2.1.2. La problématique du caractère

Mais jusqu’où va la connaissance de soi? Pas plus loin que nous ne pouvons aller en observant les « activités » des autres? Ces « activités » étant, comme chez l’autre personne, des manifestation d’un agent inconnu, mais dont ici mon propre cœur m’offre la clé de compréhension?

Or, cet agent inconnu, vers lequel doit conduire la connaissance psychologique de l’Homme, qui cherche à comprendre les manifestations, c’est-à-dire les actions des autres Hommes par analogie avec son propre cœur, on l’a appelé depuis toujours le caractère de l’Homme, et c’est à son étude que s’efforce avant tout la connaissance pratique de l’Homme. Elle [139] part de la prémisse tacite que toutes les actions de l’Homme proviennent d’un fond permanent, situé en lui-même, de sorte qu’il peut être déterminé avec une certitude univoque, à partir de ces actions, comment elles se produisent en diverses occasions extérieures, tout comme, par exemple, on reconnaît la particularité chimique d’une substance à partir de son comportement vis-à-vis de différents réactifs. Et de même que la même substance chimique doit toujours présenter les mêmes réactions chimiques, de même toutes les actions d’un même Homme dans les mêmes circonstances doivent se dérouler dans le même sens.

Le principe doctrinal de la constance du caractère en tant qu’exigence théorique de la pensée a été défendu de la manière la plus conséquente par Schopenhauer, qui reprend avec une acuité particulière la distinction déjà soulignée par Kant entre ce qu’il appelle le caractère empirique et le caractère intelligible.

Le caractère intelligible de l’Homme est pour lui la direction fondamentale de son vouloir, qui concerne le noyau métaphysique de l’Homme et constitue son dernier élément d’essence immuable, situé derrière toutes les manifestations par lesquelles il se révèle. Face à ce qui n’est que réalisable et pourtant clairement donné, il y a le caractère empirique, sorte de terme générique de toutes les manifestations toujours changeantes de ce caractère fondamental dans le monde réel, c’est-à-dire principalement les actes accomplis sous l’influence des motifs les plus divers, qui n’offrent cependant qu’une image fluctuante et très diversement interprétable, à partir de laquelle on peut bien, par voie synthétique, dégager la constitution d’un substrat commun sous-jacent, mais dont la représentation doit toujours être corrigée. Ce caractère empirique est aussi le point de départ de la connaissance de soi. C’est ainsi que chaque Homme n’apprend à connaître son « vrai » caractère que peu à peu, jusqu’à un certain point, après avoir découvert, à travers une multitude de tromperies et de désillusions, l’essence de cette différence, aussi bien en lui-même que chez les autres.

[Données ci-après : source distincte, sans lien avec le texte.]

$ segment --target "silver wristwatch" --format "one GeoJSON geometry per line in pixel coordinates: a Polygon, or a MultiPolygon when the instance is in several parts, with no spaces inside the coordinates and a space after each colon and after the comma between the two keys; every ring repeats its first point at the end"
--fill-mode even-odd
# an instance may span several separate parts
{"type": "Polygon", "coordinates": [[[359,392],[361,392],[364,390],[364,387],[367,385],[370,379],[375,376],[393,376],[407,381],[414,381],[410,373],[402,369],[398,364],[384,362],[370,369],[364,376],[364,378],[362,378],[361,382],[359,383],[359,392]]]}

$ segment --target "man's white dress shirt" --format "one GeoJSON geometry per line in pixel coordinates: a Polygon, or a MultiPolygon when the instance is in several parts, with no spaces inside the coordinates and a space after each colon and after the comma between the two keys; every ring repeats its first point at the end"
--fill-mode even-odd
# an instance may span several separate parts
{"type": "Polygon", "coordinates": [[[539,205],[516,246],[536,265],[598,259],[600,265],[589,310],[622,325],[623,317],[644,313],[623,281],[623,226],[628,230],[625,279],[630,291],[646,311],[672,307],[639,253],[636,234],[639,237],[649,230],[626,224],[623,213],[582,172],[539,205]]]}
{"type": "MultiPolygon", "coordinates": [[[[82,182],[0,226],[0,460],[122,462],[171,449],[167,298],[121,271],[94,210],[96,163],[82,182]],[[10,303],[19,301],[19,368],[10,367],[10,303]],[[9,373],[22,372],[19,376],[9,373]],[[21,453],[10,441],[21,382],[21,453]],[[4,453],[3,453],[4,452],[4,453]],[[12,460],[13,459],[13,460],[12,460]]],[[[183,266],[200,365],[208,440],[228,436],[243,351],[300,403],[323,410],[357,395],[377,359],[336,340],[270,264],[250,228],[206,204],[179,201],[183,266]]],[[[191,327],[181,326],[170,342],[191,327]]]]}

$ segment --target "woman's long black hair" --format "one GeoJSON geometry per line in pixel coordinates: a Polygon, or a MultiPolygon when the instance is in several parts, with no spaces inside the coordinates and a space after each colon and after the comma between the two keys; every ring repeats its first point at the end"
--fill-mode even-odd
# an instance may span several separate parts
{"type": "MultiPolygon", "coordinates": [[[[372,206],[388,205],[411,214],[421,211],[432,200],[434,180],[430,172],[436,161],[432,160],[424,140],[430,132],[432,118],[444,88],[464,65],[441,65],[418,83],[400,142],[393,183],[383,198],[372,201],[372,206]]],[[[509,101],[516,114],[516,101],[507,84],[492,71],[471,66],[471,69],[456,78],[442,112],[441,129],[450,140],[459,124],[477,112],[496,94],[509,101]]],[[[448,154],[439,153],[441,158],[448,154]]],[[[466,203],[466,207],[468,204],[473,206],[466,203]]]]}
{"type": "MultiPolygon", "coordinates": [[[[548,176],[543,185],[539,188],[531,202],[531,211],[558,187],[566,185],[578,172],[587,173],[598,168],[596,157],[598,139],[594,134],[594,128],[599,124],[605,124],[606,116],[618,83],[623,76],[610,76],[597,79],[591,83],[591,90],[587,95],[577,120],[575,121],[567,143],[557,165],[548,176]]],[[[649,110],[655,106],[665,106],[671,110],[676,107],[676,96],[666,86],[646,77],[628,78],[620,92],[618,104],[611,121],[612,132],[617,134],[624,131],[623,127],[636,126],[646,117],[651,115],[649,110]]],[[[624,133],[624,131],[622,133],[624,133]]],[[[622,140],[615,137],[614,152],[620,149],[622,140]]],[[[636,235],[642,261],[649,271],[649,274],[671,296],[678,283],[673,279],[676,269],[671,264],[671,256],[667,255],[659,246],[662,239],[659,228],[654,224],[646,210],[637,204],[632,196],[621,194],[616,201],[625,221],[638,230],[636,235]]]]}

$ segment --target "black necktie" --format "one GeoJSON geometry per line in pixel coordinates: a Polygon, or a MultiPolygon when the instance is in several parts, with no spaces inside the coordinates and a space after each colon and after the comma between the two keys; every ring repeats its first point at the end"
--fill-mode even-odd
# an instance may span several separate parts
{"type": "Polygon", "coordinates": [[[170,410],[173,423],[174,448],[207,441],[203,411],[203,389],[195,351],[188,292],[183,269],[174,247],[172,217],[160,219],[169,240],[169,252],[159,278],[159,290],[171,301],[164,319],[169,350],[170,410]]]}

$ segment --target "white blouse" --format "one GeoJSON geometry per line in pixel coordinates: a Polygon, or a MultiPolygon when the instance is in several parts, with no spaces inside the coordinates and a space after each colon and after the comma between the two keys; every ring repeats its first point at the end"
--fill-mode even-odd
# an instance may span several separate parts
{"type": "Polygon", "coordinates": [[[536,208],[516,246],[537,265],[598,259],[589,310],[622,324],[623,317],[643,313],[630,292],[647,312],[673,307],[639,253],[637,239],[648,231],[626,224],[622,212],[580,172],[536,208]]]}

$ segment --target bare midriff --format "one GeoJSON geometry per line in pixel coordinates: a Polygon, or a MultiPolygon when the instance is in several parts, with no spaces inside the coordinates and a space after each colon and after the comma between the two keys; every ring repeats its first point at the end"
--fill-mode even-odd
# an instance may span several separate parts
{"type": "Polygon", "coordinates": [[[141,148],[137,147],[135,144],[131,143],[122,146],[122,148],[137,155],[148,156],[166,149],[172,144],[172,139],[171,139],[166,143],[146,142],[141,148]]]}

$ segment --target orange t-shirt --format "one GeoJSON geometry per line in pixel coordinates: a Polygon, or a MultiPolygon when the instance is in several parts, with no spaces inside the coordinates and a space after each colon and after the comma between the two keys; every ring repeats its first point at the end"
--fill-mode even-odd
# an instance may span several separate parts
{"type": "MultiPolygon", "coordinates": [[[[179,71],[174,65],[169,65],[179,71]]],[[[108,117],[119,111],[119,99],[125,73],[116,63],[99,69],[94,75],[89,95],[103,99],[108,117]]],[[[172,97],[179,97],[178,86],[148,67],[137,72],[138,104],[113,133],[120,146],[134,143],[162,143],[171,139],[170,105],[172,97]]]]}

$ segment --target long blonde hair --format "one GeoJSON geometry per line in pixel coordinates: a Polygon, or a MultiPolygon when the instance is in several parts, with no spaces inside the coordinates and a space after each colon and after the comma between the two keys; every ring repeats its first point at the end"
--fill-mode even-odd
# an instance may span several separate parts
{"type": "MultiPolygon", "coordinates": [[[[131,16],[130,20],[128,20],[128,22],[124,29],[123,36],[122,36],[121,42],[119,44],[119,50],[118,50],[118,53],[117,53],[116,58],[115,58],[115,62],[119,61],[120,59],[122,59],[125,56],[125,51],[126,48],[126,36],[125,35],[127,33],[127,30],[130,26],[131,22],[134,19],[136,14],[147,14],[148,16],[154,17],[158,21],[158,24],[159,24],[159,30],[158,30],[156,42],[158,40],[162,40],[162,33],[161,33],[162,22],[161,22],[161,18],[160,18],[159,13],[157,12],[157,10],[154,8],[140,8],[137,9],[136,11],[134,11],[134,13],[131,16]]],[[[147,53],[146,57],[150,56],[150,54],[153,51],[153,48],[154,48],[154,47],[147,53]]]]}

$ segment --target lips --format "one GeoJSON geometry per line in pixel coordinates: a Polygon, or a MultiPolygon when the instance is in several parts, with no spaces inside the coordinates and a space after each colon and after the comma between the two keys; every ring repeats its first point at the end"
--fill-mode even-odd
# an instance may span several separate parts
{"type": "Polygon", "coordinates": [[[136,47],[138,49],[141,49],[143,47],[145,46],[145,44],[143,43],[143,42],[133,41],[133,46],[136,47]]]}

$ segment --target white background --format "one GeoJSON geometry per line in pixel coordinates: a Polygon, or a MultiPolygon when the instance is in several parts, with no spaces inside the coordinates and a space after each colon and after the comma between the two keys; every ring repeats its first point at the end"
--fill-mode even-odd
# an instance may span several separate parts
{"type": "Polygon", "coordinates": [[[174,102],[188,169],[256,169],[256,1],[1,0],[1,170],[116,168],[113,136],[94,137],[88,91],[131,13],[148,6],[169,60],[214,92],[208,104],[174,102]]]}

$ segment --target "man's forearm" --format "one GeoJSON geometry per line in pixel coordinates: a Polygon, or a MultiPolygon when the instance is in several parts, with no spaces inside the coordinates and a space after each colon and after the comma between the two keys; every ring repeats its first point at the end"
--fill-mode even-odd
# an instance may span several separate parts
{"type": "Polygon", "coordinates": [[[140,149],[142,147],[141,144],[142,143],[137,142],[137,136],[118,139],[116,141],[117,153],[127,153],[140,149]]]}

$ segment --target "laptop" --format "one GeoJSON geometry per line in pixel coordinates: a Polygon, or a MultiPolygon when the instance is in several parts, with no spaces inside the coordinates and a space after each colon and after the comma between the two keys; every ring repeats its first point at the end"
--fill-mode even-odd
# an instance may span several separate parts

Nous rencontrons aussi souvent chez les astrologues pratiques une opposition similaire à celle introduite par Kant et Schopenhauer. Il s’agit ici de la distinction nette entre individualité et personnalité. Par individualité, on entend le sujet moral proprement dit, mais par personnalité, la somme de toutes les dispositions qui ne proviennent pas de la nature du sujet moral, mais qui sont déjà rencontrées par lui comme des particularités préformées par l’hérédité [140] et qui, dans l’ensemble, ne sont pas en rapport organique avec ce sujet, mais dans un autre rapport, difficilement interprétable.

On verra dans cette distinction la dialectique entre les deux sephiroth Tipheret (individualité, moi essentiel: le Soleil) vs Yesod (personnalité, moi existentiel: la Lune, dont le véhicule est Malkhout: l’Ascendant).

Cette « personnalité », qui pourrait correspondre à ce que Schopenhauer appelle le caractère empirique, signifie cependant quelque chose d’essentiellement différent dans le sens de cette conception. La personnalité, dérivée de persona, serait la désignation d’une sorte de masque ou de déguisement qui n’est certes pas choisi par le sujet, mais qui représente la forme d’apparence dont chaque sujet vient habillé « au monde ». Cette désignation repose donc sur une vision similaire à celle de Pedro Calderon dans son drame Le Grand Théâtre du Monde.

Les êtres humains qui, par leur naissance, entrent sur la scène terrestre, sont comme des acteurs qui doivent jouer un rôle précis, selon le contenu qui leur est confié; sans l’être en réalité, l’un doit représenter un méchant, l’autre un héros de la vertu, celui-ci un roi, celui-là un mendiant, un guerrier ou un artisan! Mais pour un soir, il doit, telle l’acteur qui endosse un rôle (un masque, une persona), sembler l’être, il doit charger son vrai caractère, quel qu’il soit, du caractère fictif de celui qu’il représente et s’y associer.

Cette pensée est étrangement puissante, car elle montre d’un seul coup le problème du caractère sous un autre jour.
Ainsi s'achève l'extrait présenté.